Vera Neave

Personal information
- Nationality: British
- Born: 1893

Sport
- Sport: swimming
- Club: Jersey Swimming Club Enfield Ladies Club
- Coached by: David Billington her father

= Vera Neave =

British swimmer

Vera Neave (born 1893) was a British swimmer in the early 20th century. She held multiple world records.

==Swimming==
===Affiliations===
Neave was a member of the Jersey Swimming Club, where she was coached by David Billington. Later, she joined the Enfield Ladies Club in London, where her father served as her coach.

===Achievements===
On August 5, 1911, she became the first woman to win an open water swimming race in London. Out of 18 swimmers, 12 completed the race. Neave finished the 15-mile course in 4 hours, 9 minutes, and 39.6 seconds.

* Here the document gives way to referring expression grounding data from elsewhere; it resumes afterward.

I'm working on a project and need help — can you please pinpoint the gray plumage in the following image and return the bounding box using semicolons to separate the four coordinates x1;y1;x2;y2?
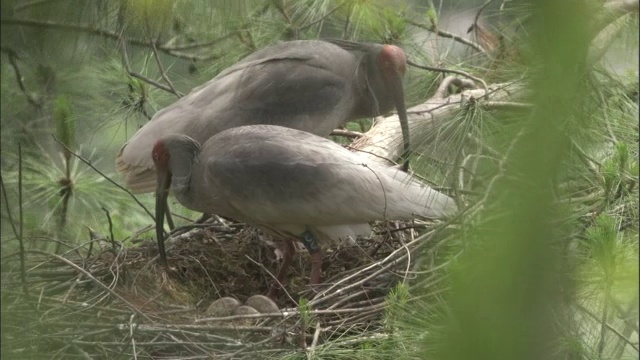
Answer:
153;125;456;292
158;125;456;244
118;40;410;193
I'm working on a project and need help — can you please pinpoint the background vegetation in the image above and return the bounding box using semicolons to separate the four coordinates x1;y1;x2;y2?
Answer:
1;0;638;359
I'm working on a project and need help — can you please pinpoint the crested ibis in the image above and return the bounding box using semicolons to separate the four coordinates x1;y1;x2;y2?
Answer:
152;125;456;297
118;39;411;194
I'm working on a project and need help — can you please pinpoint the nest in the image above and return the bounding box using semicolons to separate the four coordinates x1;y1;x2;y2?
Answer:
1;217;445;359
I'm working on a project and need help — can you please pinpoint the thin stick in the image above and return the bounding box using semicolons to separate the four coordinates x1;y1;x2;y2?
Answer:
101;207;116;248
52;135;155;223
298;2;345;31
1;47;41;107
129;314;138;360
18;143;28;295
151;41;182;98
119;38;177;96
405;18;486;53
330;129;363;139
307;320;322;356
244;255;296;304
1;18;212;61
0;172;19;241
27;249;153;322
407;60;489;95
577;303;639;352
473;0;495;28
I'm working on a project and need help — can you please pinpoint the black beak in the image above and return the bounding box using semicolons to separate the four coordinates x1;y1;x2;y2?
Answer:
390;74;410;171
156;170;172;267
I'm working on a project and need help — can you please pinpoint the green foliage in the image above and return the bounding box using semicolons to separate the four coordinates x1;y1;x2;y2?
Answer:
298;297;314;325
425;1;438;28
123;0;175;36
53;95;75;154
580;214;638;304
0;0;637;358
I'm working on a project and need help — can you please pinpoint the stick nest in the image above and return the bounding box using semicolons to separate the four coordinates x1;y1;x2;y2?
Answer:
2;218;445;359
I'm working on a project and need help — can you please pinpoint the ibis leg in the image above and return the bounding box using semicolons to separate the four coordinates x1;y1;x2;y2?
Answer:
309;250;324;285
300;230;323;285
164;200;175;230
194;213;211;224
267;238;295;299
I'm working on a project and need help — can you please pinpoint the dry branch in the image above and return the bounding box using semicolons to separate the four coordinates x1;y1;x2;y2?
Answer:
349;80;526;165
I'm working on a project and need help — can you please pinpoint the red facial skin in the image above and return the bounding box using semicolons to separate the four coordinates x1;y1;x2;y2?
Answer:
377;45;407;77
152;140;170;171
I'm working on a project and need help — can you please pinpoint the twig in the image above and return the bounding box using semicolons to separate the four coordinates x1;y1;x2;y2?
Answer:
432;75;477;99
0;172;19;239
372;224;427;235
101;207;116;249
151;41;182;98
330;129;364;139
481;101;533;111
405;18;486;53
467;0;498;53
18;143;28;295
129;314;138;360
244;255;296;304
0;18;215;61
407;60;489;95
119;37;178;96
298;2;345;31
1;46;42;108
26;250;153;322
473;0;495;29
345;144;398;166
51;135;155;223
577;303;639;352
307;320;322;356
162;31;238;51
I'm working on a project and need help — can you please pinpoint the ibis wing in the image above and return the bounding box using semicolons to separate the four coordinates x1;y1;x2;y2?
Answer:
198;126;449;226
116;41;357;192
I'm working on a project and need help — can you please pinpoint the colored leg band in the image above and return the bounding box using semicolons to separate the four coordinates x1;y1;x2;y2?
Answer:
301;230;320;254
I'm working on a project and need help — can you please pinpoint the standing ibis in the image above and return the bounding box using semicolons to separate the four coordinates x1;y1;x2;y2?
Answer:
152;125;456;297
117;39;411;194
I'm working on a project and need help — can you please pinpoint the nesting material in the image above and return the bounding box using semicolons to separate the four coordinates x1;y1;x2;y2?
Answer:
1;218;445;359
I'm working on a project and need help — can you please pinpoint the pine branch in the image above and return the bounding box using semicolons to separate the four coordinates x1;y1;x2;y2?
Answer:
0;47;42;108
404;18;487;54
51;135;156;224
0;17;221;62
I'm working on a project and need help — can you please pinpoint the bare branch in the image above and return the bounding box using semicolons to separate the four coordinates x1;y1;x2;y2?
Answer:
0;47;42;108
298;2;346;31
150;42;183;98
481;101;533;111
330;129;364;139
432;76;477;99
51;135;155;223
404;18;486;53
349;81;525;166
28;249;154;323
407;59;489;97
119;38;179;96
0;17;219;61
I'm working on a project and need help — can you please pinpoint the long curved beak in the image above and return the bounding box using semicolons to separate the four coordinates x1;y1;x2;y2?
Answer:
390;74;410;171
156;170;172;267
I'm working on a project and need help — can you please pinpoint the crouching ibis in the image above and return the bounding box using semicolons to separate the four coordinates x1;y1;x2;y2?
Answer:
152;125;456;297
117;39;411;194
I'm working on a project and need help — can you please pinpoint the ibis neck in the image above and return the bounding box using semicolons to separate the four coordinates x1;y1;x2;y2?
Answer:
356;53;394;118
168;145;200;209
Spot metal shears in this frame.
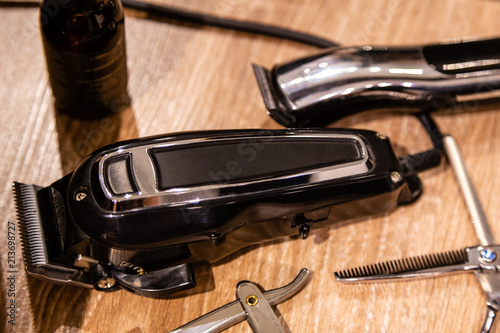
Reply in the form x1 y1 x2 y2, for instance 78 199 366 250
335 135 500 332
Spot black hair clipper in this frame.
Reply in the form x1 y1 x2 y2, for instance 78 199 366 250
13 128 423 298
253 37 500 127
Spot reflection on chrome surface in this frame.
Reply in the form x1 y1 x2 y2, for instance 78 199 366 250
253 37 500 126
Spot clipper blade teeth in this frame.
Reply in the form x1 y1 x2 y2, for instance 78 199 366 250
335 249 468 279
12 182 47 267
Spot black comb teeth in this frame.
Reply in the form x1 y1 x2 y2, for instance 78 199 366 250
335 249 468 279
12 182 47 268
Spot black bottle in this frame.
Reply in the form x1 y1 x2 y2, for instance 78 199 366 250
40 0 130 119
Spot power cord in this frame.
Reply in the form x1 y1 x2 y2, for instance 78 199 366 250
0 0 340 48
398 111 444 176
121 0 340 48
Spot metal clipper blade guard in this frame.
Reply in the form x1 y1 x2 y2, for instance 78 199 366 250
13 128 421 298
253 37 500 127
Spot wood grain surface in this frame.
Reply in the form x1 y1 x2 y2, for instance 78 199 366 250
1 0 500 332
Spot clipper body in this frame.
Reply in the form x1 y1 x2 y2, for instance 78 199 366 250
253 38 500 127
14 128 420 297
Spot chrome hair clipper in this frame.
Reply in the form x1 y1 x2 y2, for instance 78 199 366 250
13 128 424 298
253 37 500 127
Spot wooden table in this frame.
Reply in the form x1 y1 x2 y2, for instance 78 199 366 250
1 0 500 332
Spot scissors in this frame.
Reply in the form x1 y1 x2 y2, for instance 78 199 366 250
335 135 500 332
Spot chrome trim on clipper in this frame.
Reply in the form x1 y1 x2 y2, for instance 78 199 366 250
98 133 371 211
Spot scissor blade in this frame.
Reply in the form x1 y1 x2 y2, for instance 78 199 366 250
443 135 495 246
335 249 473 282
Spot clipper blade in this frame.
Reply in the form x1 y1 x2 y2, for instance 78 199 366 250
335 249 468 281
12 182 47 268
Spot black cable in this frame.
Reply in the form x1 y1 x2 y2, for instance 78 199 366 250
398 112 444 176
2 0 340 48
120 0 339 48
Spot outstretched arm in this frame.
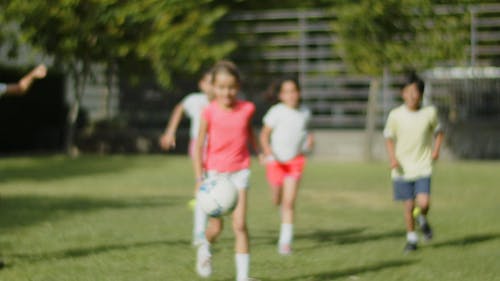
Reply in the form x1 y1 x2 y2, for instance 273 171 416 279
4 64 47 96
159 103 185 150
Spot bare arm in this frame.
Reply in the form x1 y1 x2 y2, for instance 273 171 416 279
385 138 399 169
159 103 184 150
432 131 444 161
5 64 47 95
305 132 315 152
259 125 273 158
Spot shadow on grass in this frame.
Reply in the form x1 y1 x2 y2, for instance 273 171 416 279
8 238 190 264
263 259 417 281
0 194 186 230
430 233 500 248
293 227 405 250
214 259 417 281
0 155 134 183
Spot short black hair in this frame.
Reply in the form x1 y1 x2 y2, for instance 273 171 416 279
402 72 424 95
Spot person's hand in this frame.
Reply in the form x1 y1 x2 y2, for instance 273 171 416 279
432 149 440 161
259 153 275 165
32 64 47 79
159 133 175 150
389 157 400 170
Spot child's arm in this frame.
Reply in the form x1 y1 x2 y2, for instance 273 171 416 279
432 131 444 161
248 122 264 159
6 64 47 95
304 132 315 152
159 103 184 150
259 125 273 163
385 138 399 169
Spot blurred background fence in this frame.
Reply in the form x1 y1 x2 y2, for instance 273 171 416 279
1 3 499 158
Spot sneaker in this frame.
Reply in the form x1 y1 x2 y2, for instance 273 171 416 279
196 244 212 278
403 242 417 253
278 244 292 255
238 278 261 281
420 223 433 241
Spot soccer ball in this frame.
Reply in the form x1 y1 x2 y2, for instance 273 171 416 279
198 176 238 217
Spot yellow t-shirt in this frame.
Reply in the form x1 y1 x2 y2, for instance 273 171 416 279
383 105 440 180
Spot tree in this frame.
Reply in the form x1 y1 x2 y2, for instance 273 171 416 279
334 0 469 160
335 0 468 75
0 0 234 155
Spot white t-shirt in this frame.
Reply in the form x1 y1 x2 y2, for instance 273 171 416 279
0 83 7 97
182 92 209 139
263 103 311 162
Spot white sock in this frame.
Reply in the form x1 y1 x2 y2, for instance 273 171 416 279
193 200 208 242
407 231 418 244
279 223 293 245
235 253 249 281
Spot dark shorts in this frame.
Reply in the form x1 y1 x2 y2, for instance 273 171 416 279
393 177 431 201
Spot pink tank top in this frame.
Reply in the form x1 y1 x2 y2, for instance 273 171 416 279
202 100 255 172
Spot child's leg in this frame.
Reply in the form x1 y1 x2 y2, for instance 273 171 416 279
416 193 430 215
270 186 283 206
191 149 208 245
196 218 222 278
206 217 223 243
232 189 249 281
415 177 432 240
281 177 299 224
403 199 418 245
280 155 305 224
403 199 416 233
193 198 208 245
415 177 431 215
279 177 299 254
266 162 284 206
394 179 418 248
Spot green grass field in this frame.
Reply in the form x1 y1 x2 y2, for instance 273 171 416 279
0 155 499 281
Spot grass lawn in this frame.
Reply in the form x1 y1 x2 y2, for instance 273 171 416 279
0 155 499 281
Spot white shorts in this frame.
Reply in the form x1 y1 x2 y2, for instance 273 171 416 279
206 169 251 190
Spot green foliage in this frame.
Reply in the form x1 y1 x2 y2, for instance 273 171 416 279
0 0 235 88
334 0 470 75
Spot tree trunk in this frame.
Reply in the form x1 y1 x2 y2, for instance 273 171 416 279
104 62 115 120
65 62 89 157
364 77 381 161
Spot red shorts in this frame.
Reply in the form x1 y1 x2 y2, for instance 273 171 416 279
266 155 306 188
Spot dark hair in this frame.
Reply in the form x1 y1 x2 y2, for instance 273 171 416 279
211 60 241 84
264 77 301 104
402 72 425 95
200 67 213 80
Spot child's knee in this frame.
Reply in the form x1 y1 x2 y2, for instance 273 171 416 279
282 200 295 211
208 220 223 234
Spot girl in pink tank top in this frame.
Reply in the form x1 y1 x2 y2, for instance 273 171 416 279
193 61 259 281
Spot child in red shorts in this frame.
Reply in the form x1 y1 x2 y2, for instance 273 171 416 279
260 78 314 255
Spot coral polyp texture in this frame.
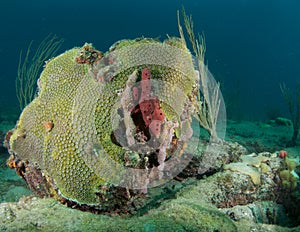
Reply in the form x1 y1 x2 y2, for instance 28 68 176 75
6 38 201 212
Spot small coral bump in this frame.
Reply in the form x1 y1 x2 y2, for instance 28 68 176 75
7 155 26 177
278 150 288 159
7 155 17 169
75 43 103 65
43 120 54 132
17 129 26 139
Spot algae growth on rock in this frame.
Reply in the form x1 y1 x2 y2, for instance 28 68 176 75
4 37 209 212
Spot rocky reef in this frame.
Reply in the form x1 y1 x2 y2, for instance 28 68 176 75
2 30 300 231
2 112 300 230
1 147 300 231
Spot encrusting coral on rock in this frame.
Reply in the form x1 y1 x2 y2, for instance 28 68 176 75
4 37 205 213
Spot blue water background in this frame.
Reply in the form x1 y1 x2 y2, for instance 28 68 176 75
0 0 299 120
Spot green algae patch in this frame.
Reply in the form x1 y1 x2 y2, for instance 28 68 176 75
141 199 237 232
0 196 236 232
224 162 261 185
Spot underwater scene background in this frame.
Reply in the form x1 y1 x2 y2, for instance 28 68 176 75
0 0 300 120
0 0 300 231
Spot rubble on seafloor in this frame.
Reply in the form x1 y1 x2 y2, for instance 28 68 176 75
1 111 299 231
0 132 300 231
1 114 300 232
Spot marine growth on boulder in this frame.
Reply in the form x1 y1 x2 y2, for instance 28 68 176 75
5 37 211 213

On 18 August 1912 she broke the 1 mile world record. with a time of 31: 41.8. The next year she broke the 2 miles world record with a time of 1 hour 1:15.4 minutes in a swimming pool in Liverpool. In 1915 she finished at the Traversée de Paris à la nage fifth of the twenty participants. In 1918 she holds two more world records. She is the 440 yards record holder with a time of 6:57.8 and the 550 yards world record holder with a time of 7:52. In August 1921 she again beat the 1 mile world record, now with a time of 21:41.8.